In the succeeding decade, Jameson wrote a series of long essays on key thinkers of the Left, including Adorno, Bloch, Benjamin, Lukács, and Marcuse, which sought both to make these authors (whose works were not translated into English at the time) more widely known in the Anglophone academy and to examine their usefulness for contemporary cultural politics. These essays were brought together in Marxism and Form (1971), undoubtedly the most important book on Marxist aesthetics of the latter half of the 20th century. In a companion volume, The Prison-House of Language (1972), Jameson provided a critical account of Russian Formalism and structuralism.

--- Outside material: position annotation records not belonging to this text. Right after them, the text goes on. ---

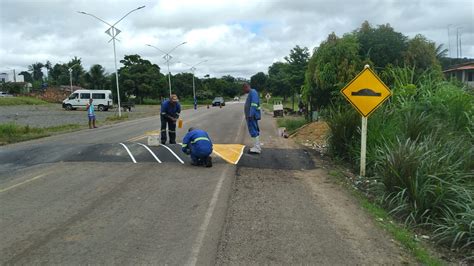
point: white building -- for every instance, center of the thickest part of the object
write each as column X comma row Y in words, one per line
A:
column 8, row 77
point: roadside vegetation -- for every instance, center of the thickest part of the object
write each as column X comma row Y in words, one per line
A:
column 420, row 149
column 420, row 153
column 11, row 132
column 291, row 123
column 23, row 100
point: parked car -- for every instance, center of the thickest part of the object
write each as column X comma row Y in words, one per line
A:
column 80, row 99
column 218, row 101
column 4, row 94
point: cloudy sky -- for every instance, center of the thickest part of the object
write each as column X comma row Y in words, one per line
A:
column 238, row 38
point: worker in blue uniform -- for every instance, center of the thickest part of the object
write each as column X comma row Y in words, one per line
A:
column 198, row 144
column 252, row 115
column 170, row 110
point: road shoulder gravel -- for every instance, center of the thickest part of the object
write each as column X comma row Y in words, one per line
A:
column 282, row 216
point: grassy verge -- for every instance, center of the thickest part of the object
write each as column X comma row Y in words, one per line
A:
column 183, row 102
column 11, row 133
column 286, row 104
column 399, row 232
column 291, row 123
column 116, row 118
column 8, row 101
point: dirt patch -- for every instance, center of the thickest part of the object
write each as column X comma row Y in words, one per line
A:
column 313, row 135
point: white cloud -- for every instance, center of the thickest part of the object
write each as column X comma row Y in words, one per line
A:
column 237, row 37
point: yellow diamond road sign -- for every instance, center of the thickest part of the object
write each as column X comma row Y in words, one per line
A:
column 366, row 92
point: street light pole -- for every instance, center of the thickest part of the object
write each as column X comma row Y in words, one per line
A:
column 168, row 58
column 193, row 70
column 113, row 32
column 70, row 74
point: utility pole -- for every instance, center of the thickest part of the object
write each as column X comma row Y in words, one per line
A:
column 449, row 41
column 168, row 58
column 457, row 42
column 113, row 32
column 193, row 70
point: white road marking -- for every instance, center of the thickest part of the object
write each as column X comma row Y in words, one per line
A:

In The Political Unconscious: Narrative as a Socially Symbolic Act (1981), Jameson continued his investigation of the link between style and politics. Highly influential in literary studies and Cultural studies, the concept of the political unconscious adapts the psychoanalytic concept of wish-fulfilment to explain the unconscious social and political presuppositions of cultural works. Jameson's thesis is that cultural texts are symbolic solutions to real historical problems. They bring into existence in textual form a vision of society that society itself is incapable of realizing. Textual analysis, following this logic, tries to reconstruct (or reverse engineer) the historical sub-text or problematic driving a particular text by asking how it works. His key exhibit in this regard is the 19th-century's obsession with the notion of ressentiment (particularly in the work of Friedrich Nietzsche and Joseph Conrad), which, as he shows, served the ideological purpose of discrediting all forms of political action.